Good afternoon to everybody!
Can someone help me… There is no problem to install drivers in diskfull environment (especially if there are only a couple of nodes), but in my case there is xcat that is configured to provide diskless style of the cluster system.
And the first question is - How can I properly install mlx-connectX driver (as far as I can understand i have to install ofed) in my netboot image?
The second one - Can I mass-install (or mass-update) mlx-ofed through some couples of the nodes? Or the only way is - one by one?
p.s. ofed updates the connectX firmware, so can that be done automatically if we are talking about mass-diskless and mass-diskfull?
Although it has been a while since i’ve done it, i’ll try to help
First, are you using staleless or statelite? i assume you are using stateless because the answer is shorter and if you are using statelite let me know, i’ve done that as well.
xCAT does has automation for this (see links below) which is preferred because every time you’ll generate new image OFED will be there, but if you want to install it yourself it should be pretty simple -
copy the OFED installation files to the image
chroot into the generated image
install OFED with the following parameters - ./mlnxofedinstall --without-32bit --without-fw-update
pack the image
Of course you must ensure you have the prerequisits (OFED installtion will indicate what is missing)

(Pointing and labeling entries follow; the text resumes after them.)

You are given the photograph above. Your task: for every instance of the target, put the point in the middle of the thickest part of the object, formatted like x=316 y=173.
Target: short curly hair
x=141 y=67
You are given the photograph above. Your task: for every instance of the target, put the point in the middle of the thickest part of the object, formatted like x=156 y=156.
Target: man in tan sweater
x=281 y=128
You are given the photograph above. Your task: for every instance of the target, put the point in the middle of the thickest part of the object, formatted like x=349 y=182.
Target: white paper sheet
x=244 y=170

Configuration for Diskless Installation — xCAT 2.11 documentation Configuration for Diskless Installation — xCAT 2.11 documentation
xCAT / Wiki / Managing_the_Mellanox_Infiniband_Network xCAT / Wiki / Managing_the_Mellanox_Infiniband_Network (before moving to xcat.org)

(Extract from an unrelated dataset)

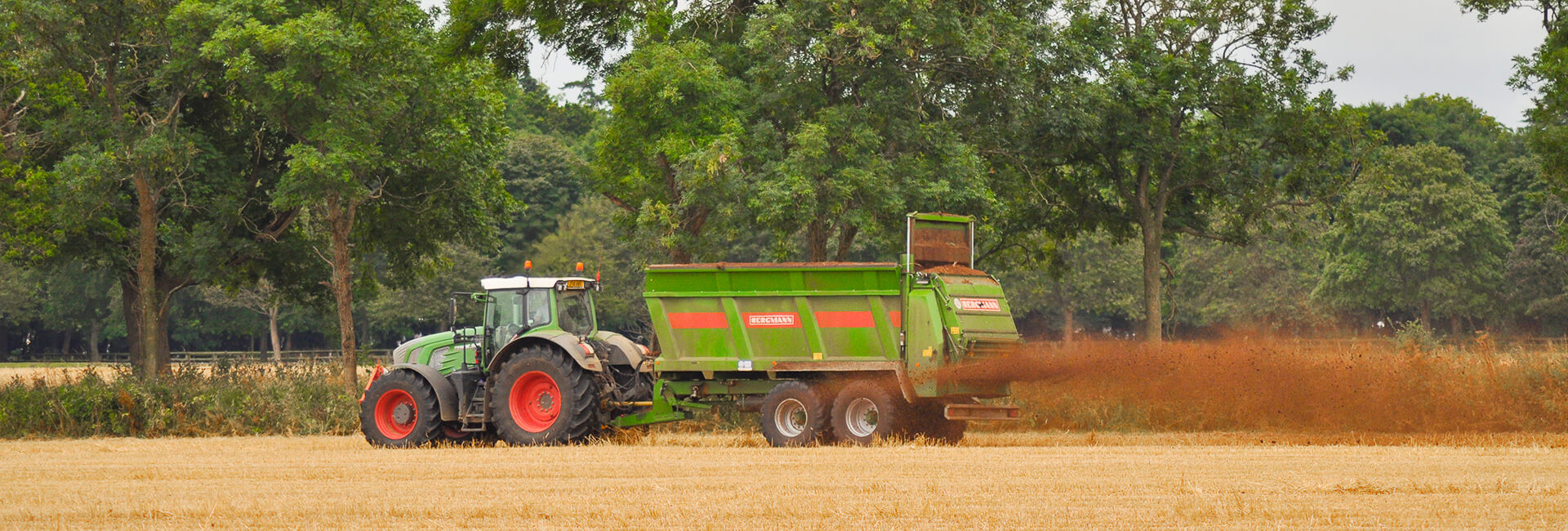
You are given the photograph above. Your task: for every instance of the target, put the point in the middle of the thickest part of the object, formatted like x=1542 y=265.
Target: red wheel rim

As for mass installation upgrade (which is pretty much identical to mass installation) - OFED itself does not have the mechanism but you can use xCAT or any other tool (pdsh etc.) that can do parallel ssh.
FOr mass FW update, it is the same, you can use xCAT to run teh same commands on each node. if you want to update the FW without installing OFED, this is a good place to start - NVIDIA Networking Firmaware Downloads NVIDIA Networking Firmaware Downloads
Just run the process on all nodes.
Again, it has been a while so sorry if i missed some details but let me know if you see any issues and i will try to help.